Friday, October 24, 2014

SIFMA May Challenge Exchange Fees

[This story previously appeared in Securities Regulation Daily.]

By Matthew Garza, J.D.

The SEC’s Chief Administrative Law Judge has determined that the Securities Industry and Financial Markets Association (SIFMA) has standing to challenge rule changes made by NYSE and NASDAQ that establish fees for access to depth-of-book data. Administrative Proceedings Rulings Release No. 1921, October 20, 2014.

SIFMA challenged changes made by the NYSE and NASDAQ to rules governing fees charged for access to this “non-core” depth-of-book data, which was free prior to 2006 rule amendments. Chief ALJ Brenda Murray explained in a footnote that the exchanges are required to make available “core” data, which includes information such as best price offered and bid for each security, whereas non-core depth-of-book data is not required to be made available. Depth-of-book data, known as “ArcaBook” at the NYSE, refers to information on outstanding limit orders to buy stocks at prices lower than, or to sell stocks at prices higher than, the best prices on a respective exchange.

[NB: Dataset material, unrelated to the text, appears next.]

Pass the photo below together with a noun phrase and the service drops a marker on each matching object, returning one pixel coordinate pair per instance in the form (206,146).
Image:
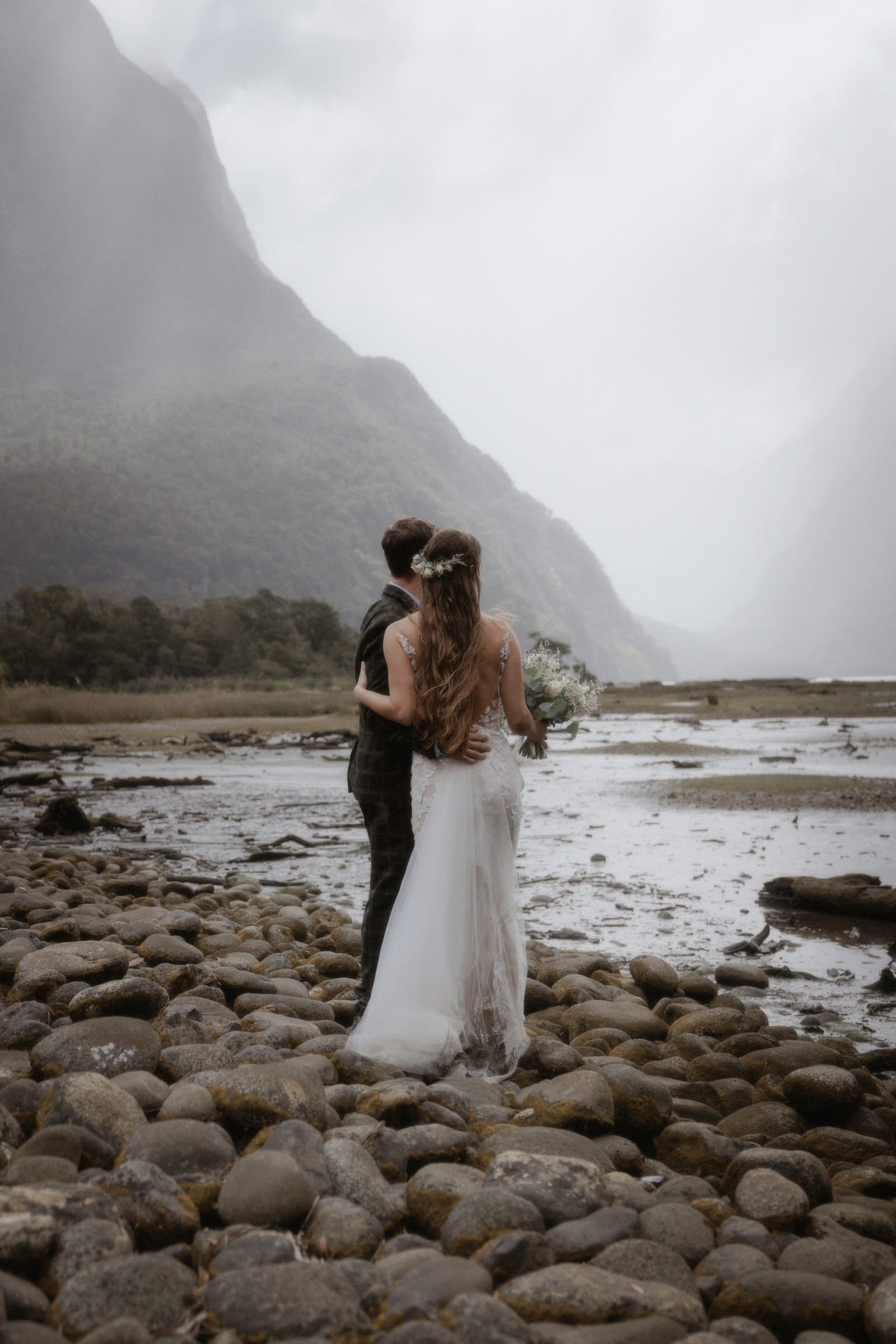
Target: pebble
(183,1131)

Background. The NYSE originally proposed the rule change to allow it to charge fees for depth-of-book data in May 2006, an action that was approved by the Commission but vacated by the D.C. Circuit after the court found that the economic justification of the rule change was not adequately established. In 2010 the Dodd-Frank Act changed the procedures for implementation of SRO rules. It allowed new rules to become effective immediately upon filing with the SEC, subject to the Commission’s authority to suspend the rules within 60 days. NYSE and NASDAQ then re-proposed amendments regarding depth-of-book fees and the SEC declined to suspend them.

A petition filed by SIFMA to the D.C. Circuit to review the re-proposed rule changes were refused by the court, which cited the Dodd-Frank SRO rulemaking process changes. The court said however, “we take the Commission at its word ... that it will make the section 19(d) process available to parties seeking review of unreasonable fees charged for market data, thereby opening the gate to our review.” SIFMA continued to petition the SEC to set aside the rule changes.

Challenge. Exchange Act Sec. 19(d)(2) says that SRO action shall be subject to regulatory review on its own motion, or “upon application by any person aggrieved.” SIFMA asserted that it had had associational standing to challenge the rule changes as a “person aggrieved.” The NYSE argued that the association did not establish that its members were aggrieved. The SIFMA declarations “do nothing more than assert each SIFMA Declarant is aggrieved ‘simply because it has to pay something for ArcaBook,’” NYSE argued.

The exchange also asserted that its 2010 re-proposed rule responded to the D.C. Circuit’s concerns and was based on a new and different record. SIFMA countered that the exchange conflated the issues of jurisdiction and the merits, and that it is not required to show that the fees at issue are unreasonable in order to establish standing.

The ALJ agreed, saying that the only question at this stage of the challenge was whether SIFMA has established that its members are subject to limitation of access to depth-of-book data. “The question here is not whether SIFMA showed that the rules at issue have imposed unreasonably high fees, but whether it should have an opportunity to do so.” The judge ruled that SIFMA met its burden to establish association standing, and scheduled four hearings, starting on December 22, to determine if the rule changes should be vacated.